I again don’t have a full essay this week again but I wanted to respond to a particular note that caught my attention:
In the 1960s and 70s the counterculture was very vocal about wishing to move away from anything considered “traditional”. Eventually this counterculture became the mainstream. Today, even our major political parties cast themselves as rebels and underdogs fighting a staid authoritarian ‘man’1.
In this context a new countercultural trend is forming that sees tradition as a valuable part of our inheritance. This ‘new counterculture’ regularly uses arguments for tradition that come from first principles or the scientific method. Often, they are philosophical pragmatists with a commitment to judging truth by results rather than by the validity of a statement (looking for a propositions “cash value”)2.
There is a lot to be said for this new counterculture and the kind of worldview they promote. These arguments from first principles compelling in their own right but they are especially impressive when they can be shown to agree with other sources of inherited wisdom in our traditions.
However, when it comes to actually bringing about the hoped for change in people’s lives the arguments seem to fall flat. They are certainly powerful but the arguments on their own seem to lack the ability to actually recapture a sense of tradition that has been lost.

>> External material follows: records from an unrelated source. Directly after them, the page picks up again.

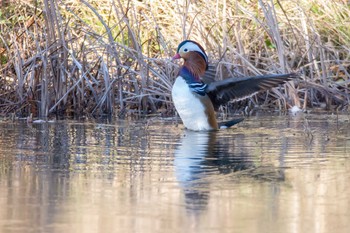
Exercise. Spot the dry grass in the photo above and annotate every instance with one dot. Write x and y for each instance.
(112, 57)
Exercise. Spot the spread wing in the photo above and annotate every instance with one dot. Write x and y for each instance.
(220, 92)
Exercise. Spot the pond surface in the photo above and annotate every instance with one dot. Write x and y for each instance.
(268, 174)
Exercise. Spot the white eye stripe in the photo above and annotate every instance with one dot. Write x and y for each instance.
(190, 46)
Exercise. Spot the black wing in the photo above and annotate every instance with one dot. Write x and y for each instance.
(220, 92)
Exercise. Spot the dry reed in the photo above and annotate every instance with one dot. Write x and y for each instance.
(76, 58)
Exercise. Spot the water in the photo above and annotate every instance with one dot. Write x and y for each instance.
(268, 174)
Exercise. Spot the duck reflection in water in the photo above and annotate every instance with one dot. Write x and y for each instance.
(200, 157)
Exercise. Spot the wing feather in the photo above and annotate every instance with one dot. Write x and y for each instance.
(220, 92)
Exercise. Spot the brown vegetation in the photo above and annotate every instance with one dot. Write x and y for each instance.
(112, 57)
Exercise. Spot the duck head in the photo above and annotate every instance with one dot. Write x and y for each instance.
(195, 58)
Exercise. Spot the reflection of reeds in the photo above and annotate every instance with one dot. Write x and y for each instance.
(107, 57)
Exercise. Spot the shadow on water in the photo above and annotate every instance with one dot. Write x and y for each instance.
(270, 173)
(202, 155)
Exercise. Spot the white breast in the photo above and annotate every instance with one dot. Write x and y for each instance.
(189, 106)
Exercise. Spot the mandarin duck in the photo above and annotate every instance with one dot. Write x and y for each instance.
(196, 101)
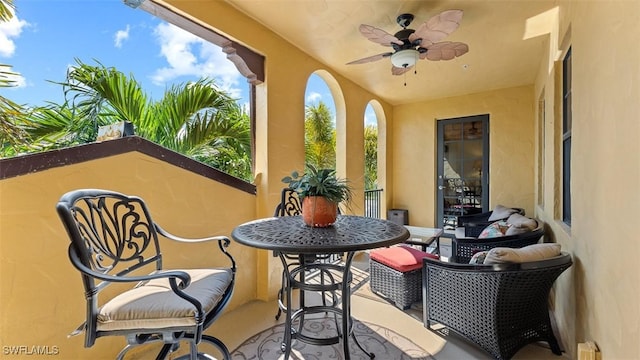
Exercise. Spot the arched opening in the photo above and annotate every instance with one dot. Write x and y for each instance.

Paul Tillich described religion as all the things determined by a person’s “ultimate concern”. I think you can, without too much violence, expand this description from religion to tradition in general.
Within a traditional society the traditions are the ways of life that have come about from that society’s ultimate concern. They cannot be reasoned about because they are the boundaries of life itself. The problem in trying to recreate the same patterns from first principles is that even if you happen to get some of them to line up, without the ultimate concern, the activity won’t stick. The level of commitment required cannot be reasoned towards. It must be lived.
This commitment does not necessarily need to be driven by particular absolute beliefs, existential threats, or some religious experience (though of course all of this can help). However, it is essential that the commitment is beyond anything reasonable. There are plenty of lapsed Catholics and Jewish Atheists that show just how it works to maintain a live tradition in the face of these paradoxes everyday.
The transformative nature of tradition lies in our commitment to it as it relates to our ultimate concern. Arguments from first principles may be used to build a rocket that takes people to the moon but they are simply too disinterested - too disenchanted - to provide us with or connect to our ultimate concerns . They will never convince us to be able to say: “This is simply what I do”.
To understand what tradition has to offer we have to meet it on its own terms. Despite how aligned we may become to the conventions of tradition as a result of first principles thinking it will not be enough. The secular view from nowhere that such first principles rely on is ultimately devoid of the commitment that living within a tradition requires.
Mood
This is quite funny really if you think about it.
There are many prominent figures that could be pointed at as being important in this movement. The most popular though is probably Jordan Peterson who has become famous for his quips about the the conservatism of evoloution and the emotional impact of status in lobster groups. A prototypical example of these kind of arguments.